Potential Nursing DiagnosesChronic pain (Indications)
Risk for injury (Side Effects)
- Do not confuse fentanyl with sufentanil.
- high alert: Accidental overdose of opioid analgesics has resulted in fatalities. Before administering, confirm patient is opioid tolerant and clarify ambiguous orders; have second practitioner independently check original order and dose calculations.
- 12-mcg patch delivers 12.5 mcg/hr of fentanyl. Use supplemental doses of short-acting opioid analgesics to manage pain until relief is obtained with the transdermal system. Patients may continue to require supplemental opioids for breakthrough pain. If >100 mcg/hr is required, use multiple transdermal systems.
- Titrate dose based on patient’s report of pain until adequate analgesia (50% reduction in patient’s pain rating on numerical or visual analogue scale or patient reports satisfactory relief) is attained. Determine dose by calculating the previous 24-hr analgesic requirement and converting to the equianalgesic morphine dose using. The conversion ratio from morphine to transdermal fentanyl is conservative; 50% of patients may require a dose increase after initial application. Increase after 3 days based on required daily doses of supplemental analgesics. Increases should be based on ratio of 45 mg/24 hr of oral morphine to 12.5 mcg/hr increase in transdermal fentanyl dose.
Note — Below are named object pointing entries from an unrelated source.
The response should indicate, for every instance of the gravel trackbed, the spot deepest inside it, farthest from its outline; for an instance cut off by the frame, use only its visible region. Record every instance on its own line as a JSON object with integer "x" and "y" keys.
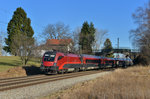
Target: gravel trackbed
{"x": 40, "y": 90}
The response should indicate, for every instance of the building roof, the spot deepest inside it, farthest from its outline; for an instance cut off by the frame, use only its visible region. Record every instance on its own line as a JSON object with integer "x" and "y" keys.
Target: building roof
{"x": 58, "y": 41}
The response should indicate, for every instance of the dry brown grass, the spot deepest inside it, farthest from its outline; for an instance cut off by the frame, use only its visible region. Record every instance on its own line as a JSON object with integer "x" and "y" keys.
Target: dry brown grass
{"x": 131, "y": 83}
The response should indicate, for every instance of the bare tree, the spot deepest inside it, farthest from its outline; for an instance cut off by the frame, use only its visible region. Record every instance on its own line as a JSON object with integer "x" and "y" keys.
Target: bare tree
{"x": 141, "y": 35}
{"x": 99, "y": 38}
{"x": 22, "y": 45}
{"x": 56, "y": 31}
{"x": 75, "y": 38}
{"x": 2, "y": 36}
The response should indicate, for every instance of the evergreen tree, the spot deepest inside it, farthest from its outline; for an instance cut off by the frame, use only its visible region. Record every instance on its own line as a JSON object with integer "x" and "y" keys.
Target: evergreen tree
{"x": 87, "y": 37}
{"x": 18, "y": 24}
{"x": 107, "y": 50}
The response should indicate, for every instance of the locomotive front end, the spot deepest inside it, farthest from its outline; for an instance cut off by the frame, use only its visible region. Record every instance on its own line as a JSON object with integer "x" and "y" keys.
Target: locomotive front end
{"x": 48, "y": 63}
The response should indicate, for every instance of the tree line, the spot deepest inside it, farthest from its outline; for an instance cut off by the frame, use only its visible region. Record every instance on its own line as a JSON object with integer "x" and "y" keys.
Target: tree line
{"x": 20, "y": 41}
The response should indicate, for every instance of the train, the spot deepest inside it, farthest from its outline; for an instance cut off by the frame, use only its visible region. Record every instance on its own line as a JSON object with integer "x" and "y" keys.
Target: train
{"x": 59, "y": 62}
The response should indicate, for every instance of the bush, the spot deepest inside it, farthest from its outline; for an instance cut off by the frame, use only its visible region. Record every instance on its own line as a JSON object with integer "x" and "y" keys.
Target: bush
{"x": 141, "y": 60}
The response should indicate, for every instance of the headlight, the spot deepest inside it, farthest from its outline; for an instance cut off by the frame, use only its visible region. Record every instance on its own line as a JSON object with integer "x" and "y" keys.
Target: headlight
{"x": 54, "y": 64}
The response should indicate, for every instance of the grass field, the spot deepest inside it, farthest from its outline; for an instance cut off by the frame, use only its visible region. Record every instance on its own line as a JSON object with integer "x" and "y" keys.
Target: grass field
{"x": 7, "y": 62}
{"x": 130, "y": 83}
- Coadministration with nonopioid analgesics may have additive analgesic effects and permit lower opioid doses.
- To convert to another opioid analgesic, remove transdermal fentanyl system and begin treatment with half the equianalgesic dose of the new analgesic in 12–18 hr.
- Medication should be discontinued gradually after long-term use to prevent withdrawal symptoms.
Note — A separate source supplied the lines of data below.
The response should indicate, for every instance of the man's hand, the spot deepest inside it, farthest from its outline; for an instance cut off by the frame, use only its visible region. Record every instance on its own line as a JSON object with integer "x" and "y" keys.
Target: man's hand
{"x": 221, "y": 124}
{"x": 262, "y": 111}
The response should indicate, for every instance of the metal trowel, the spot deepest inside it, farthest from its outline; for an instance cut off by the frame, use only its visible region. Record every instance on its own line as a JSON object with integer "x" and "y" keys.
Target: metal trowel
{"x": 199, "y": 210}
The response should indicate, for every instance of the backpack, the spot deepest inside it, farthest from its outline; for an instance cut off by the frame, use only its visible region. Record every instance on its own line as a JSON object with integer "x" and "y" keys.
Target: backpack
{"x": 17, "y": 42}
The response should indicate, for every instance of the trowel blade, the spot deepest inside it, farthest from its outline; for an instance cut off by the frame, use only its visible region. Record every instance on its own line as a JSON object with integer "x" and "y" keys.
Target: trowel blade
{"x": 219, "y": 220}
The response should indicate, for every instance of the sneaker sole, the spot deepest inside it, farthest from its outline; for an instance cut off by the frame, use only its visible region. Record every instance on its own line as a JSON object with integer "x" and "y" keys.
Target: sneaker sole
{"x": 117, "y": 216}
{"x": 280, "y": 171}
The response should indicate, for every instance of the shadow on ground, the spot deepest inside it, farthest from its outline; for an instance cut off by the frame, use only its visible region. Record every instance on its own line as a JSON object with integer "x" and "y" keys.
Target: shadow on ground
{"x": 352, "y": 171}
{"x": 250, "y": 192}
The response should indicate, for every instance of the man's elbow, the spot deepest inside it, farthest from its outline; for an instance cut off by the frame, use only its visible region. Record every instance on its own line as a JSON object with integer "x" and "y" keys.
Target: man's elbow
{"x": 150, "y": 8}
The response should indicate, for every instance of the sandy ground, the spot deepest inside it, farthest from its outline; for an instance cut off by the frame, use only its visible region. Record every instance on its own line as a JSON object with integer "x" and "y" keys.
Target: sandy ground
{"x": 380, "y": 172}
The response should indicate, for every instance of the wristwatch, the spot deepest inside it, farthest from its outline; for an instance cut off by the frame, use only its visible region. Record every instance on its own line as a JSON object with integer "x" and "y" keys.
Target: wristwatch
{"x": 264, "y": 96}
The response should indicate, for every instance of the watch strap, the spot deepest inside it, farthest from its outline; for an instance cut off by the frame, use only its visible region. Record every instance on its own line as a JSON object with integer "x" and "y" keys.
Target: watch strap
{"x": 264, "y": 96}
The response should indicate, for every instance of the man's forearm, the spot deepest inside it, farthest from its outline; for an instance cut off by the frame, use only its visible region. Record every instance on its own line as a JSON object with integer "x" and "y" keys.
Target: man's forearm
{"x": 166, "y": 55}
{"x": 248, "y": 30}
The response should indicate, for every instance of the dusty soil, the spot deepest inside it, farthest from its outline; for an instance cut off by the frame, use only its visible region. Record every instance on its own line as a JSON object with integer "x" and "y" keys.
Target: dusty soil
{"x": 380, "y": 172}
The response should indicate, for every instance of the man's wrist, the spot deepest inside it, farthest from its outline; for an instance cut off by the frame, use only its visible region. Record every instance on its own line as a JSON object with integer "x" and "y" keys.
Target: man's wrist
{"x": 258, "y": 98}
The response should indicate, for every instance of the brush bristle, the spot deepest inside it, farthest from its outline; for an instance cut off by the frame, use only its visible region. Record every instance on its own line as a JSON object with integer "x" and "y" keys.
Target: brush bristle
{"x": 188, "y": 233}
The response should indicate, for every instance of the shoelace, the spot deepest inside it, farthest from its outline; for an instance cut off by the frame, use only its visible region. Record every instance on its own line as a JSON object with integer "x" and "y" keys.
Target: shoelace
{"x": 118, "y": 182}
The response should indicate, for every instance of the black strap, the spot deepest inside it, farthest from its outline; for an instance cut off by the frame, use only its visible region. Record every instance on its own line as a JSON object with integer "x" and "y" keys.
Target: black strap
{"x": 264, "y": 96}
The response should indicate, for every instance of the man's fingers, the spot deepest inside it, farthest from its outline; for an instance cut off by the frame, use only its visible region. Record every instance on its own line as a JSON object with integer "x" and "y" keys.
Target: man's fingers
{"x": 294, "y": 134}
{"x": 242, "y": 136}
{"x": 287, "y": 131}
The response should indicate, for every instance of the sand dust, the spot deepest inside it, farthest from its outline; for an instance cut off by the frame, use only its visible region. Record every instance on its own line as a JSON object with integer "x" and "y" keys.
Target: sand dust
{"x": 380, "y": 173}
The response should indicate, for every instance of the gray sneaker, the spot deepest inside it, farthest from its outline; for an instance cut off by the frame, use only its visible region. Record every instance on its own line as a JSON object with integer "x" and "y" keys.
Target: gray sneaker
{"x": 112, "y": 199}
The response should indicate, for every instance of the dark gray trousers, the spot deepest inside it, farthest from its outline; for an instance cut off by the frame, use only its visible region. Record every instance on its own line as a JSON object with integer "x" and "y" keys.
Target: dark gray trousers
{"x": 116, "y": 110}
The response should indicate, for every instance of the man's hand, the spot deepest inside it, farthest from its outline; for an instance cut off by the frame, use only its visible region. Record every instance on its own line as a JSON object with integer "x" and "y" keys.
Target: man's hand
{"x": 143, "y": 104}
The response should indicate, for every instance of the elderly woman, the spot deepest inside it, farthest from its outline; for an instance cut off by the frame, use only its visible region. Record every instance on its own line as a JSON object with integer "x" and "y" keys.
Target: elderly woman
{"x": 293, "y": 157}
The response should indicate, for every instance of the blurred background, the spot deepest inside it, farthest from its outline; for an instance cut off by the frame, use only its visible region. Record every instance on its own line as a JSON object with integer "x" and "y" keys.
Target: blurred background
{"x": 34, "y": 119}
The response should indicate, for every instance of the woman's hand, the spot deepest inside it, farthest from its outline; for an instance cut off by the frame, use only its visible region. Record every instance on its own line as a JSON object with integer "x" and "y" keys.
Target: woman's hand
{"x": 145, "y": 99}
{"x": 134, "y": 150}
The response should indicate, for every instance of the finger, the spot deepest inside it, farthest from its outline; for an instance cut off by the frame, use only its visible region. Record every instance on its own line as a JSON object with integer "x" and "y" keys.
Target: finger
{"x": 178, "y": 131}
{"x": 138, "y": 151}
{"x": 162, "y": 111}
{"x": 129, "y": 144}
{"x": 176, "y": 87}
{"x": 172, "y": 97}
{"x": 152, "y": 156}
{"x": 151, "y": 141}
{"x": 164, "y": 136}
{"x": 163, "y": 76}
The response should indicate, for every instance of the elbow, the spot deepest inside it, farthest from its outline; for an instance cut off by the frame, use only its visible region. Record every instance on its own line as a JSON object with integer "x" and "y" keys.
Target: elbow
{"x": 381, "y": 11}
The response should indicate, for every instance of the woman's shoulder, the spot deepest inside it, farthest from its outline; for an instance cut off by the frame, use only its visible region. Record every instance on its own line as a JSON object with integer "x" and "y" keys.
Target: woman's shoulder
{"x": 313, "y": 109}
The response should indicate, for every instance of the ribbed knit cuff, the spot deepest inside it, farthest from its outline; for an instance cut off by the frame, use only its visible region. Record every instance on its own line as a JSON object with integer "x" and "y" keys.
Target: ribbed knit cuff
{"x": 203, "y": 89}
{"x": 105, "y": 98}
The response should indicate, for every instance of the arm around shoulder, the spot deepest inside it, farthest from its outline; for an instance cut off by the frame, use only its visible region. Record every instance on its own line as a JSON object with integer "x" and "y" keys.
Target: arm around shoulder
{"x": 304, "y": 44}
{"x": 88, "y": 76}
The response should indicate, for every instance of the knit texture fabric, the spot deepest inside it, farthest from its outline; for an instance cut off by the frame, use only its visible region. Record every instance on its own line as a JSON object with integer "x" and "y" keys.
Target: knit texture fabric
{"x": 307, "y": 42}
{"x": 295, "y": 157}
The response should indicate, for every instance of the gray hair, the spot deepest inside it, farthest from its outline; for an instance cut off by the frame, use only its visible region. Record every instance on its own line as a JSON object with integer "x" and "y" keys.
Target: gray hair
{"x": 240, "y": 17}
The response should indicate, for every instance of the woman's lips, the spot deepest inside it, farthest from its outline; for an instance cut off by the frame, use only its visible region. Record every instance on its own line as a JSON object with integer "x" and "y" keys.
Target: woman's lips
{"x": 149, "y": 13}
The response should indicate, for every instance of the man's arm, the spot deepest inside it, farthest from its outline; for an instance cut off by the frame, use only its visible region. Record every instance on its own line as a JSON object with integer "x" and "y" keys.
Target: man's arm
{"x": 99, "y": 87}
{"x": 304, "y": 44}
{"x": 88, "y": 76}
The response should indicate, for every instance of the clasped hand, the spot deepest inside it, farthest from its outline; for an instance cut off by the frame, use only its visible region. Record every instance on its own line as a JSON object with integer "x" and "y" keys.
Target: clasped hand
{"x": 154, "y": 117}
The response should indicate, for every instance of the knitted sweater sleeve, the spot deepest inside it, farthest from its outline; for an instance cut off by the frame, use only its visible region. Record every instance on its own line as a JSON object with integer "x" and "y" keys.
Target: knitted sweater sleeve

- Transdermal: Apply system to flat, nonirritated, and nonirradiated site such as chest, back, flank, or upper arm. If skin preparation is necessary, use clear water and clip, do not shave, hair. Allow skin to dry completely before application. Apply immediately after removing from package. Do not alter the system (i.e., cut) in any way before application. Remove liner from adhesive layer and press firmly in place with palm of hand for 30 sec, especially around the edges, to make sure contact is complete. Remove used system and fold so that adhesive edges are together. Flush system down toilet immediately on removal or follow the institutional policy. Apply new system to a different site.
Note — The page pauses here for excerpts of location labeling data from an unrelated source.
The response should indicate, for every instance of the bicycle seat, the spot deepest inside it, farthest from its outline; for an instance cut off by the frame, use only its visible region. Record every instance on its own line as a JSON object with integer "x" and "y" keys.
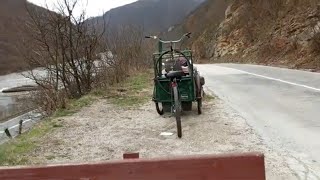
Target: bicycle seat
{"x": 175, "y": 74}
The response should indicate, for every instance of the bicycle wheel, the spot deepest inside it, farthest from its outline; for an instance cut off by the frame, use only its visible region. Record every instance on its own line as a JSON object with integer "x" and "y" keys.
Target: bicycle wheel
{"x": 200, "y": 101}
{"x": 177, "y": 111}
{"x": 160, "y": 111}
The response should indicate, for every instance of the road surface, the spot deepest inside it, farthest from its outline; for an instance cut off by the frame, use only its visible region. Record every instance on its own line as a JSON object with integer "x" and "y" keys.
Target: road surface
{"x": 282, "y": 105}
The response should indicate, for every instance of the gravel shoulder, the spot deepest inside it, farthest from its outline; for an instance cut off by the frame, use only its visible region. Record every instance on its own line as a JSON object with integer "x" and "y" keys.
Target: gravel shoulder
{"x": 104, "y": 131}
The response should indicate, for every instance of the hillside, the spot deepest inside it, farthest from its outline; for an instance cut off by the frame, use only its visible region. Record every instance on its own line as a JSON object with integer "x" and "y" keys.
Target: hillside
{"x": 151, "y": 15}
{"x": 280, "y": 33}
{"x": 13, "y": 16}
{"x": 203, "y": 23}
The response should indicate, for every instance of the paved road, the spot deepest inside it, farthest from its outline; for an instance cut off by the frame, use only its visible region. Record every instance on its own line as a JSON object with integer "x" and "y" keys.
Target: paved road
{"x": 282, "y": 105}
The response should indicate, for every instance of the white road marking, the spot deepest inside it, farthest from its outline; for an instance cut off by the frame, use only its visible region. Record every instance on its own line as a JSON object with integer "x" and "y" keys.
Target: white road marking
{"x": 280, "y": 80}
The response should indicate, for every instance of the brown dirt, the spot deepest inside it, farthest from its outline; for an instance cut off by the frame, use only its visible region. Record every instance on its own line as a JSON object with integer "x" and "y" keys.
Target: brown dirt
{"x": 104, "y": 132}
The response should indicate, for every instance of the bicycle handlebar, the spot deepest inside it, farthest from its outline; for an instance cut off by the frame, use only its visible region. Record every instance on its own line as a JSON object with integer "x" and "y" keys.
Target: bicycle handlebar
{"x": 165, "y": 42}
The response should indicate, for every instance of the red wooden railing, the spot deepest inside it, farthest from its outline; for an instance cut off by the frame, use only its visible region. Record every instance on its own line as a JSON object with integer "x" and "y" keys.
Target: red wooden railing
{"x": 217, "y": 167}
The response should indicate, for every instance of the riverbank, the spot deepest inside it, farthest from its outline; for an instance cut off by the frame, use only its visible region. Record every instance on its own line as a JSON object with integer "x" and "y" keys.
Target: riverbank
{"x": 105, "y": 124}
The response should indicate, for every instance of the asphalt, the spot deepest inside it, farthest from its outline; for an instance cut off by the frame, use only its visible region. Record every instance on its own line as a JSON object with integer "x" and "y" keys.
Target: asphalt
{"x": 282, "y": 105}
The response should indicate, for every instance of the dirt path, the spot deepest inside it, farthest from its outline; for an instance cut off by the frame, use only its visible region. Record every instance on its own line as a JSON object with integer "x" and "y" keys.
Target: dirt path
{"x": 103, "y": 132}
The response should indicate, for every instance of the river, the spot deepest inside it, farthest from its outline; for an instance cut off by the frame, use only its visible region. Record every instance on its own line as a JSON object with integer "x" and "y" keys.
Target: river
{"x": 12, "y": 103}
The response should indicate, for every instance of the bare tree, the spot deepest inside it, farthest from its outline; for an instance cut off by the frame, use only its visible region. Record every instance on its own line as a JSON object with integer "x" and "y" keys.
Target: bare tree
{"x": 64, "y": 46}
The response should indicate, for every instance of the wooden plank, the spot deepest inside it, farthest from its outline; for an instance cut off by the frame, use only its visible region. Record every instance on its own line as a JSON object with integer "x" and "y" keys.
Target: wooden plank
{"x": 218, "y": 167}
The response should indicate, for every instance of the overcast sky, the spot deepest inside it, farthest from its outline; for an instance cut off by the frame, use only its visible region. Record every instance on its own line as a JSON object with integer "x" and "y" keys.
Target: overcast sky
{"x": 93, "y": 7}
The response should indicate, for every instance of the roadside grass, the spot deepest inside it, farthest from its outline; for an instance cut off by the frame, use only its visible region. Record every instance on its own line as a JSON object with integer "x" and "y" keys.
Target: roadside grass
{"x": 208, "y": 97}
{"x": 75, "y": 105}
{"x": 14, "y": 152}
{"x": 134, "y": 91}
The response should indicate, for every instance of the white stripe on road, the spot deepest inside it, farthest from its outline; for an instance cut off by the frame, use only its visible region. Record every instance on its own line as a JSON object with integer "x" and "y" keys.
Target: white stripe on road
{"x": 275, "y": 79}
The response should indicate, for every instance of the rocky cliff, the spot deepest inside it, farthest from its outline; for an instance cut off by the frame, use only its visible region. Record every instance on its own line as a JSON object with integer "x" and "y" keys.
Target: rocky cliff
{"x": 271, "y": 32}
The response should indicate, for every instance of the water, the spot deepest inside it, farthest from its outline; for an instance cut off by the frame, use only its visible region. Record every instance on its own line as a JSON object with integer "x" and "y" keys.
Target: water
{"x": 12, "y": 103}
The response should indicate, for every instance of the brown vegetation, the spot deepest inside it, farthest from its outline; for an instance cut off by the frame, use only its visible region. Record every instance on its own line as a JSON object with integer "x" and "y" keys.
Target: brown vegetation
{"x": 72, "y": 54}
{"x": 13, "y": 16}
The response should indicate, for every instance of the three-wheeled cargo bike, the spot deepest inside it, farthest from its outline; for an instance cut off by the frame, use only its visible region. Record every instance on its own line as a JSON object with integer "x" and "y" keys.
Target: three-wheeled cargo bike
{"x": 177, "y": 83}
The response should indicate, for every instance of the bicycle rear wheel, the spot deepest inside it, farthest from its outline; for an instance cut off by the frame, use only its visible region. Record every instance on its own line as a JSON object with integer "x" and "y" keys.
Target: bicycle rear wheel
{"x": 177, "y": 110}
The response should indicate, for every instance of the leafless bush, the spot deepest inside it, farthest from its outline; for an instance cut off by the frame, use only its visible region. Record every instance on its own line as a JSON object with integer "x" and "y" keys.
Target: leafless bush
{"x": 72, "y": 54}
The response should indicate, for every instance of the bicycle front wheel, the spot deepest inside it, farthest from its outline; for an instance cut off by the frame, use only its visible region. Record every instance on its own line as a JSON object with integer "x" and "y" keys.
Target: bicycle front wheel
{"x": 177, "y": 110}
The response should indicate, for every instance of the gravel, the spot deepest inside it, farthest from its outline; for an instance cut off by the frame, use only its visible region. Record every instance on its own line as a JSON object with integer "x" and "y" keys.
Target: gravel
{"x": 104, "y": 131}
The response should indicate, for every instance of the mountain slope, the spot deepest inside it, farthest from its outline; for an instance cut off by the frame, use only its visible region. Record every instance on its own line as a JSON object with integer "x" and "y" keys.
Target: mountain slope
{"x": 151, "y": 15}
{"x": 273, "y": 32}
{"x": 13, "y": 15}
{"x": 281, "y": 33}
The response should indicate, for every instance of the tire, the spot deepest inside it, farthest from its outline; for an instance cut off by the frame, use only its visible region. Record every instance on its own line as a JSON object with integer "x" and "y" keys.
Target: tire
{"x": 186, "y": 106}
{"x": 160, "y": 111}
{"x": 177, "y": 111}
{"x": 200, "y": 102}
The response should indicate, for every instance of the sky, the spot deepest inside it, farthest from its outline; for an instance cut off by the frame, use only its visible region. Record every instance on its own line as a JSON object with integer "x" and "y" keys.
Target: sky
{"x": 92, "y": 7}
- Instruct patient in how and when to ask for and take pain medication.
- Instruct patient in correct method for application and disposal of transdermal system. Fatalities have occurred from children having access to improperly discarded patches. May be worn while bathing, showering, or swimming.
- Advise patient to avoid grapefruit juice during therapy.
- May cause drowsiness or dizziness. Caution patient to call for assistance when ambulating or smoking and to avoid driving or other activities requiring alertness until response to medication is known.
- Advise patient to change positions slowly to minimize dizziness.
- Caution patient to avoid concurrent use of alcohol or other CNS depressants with this medication.
- Advise patient that fever, electric blankets, heating pads, saunas, hot tubs, and heated water beds increase the release of fentanyl from the patch.
- Advise patient that good oral hygiene, frequent mouth rinses, and sugarless gum or candy may decrease dry mouth.
- Advise patient to notify health care professional of all Rx or OTC medications, vitamins, or herbal products being taken and to consult with health care professional before taking other medications.
- Instruct female patient to notify health care professional if pregnancy is planned or suspected or if breast feeding.
- Advise patient referred for MRI test to discuss patch with referring health care professional and MRI facility to determine if removal of patch is necessary prior to test and for directions for replacing patch.
- Decrease in severity of pain without a significant alteration in level of consciousness, respiratory status, or BP.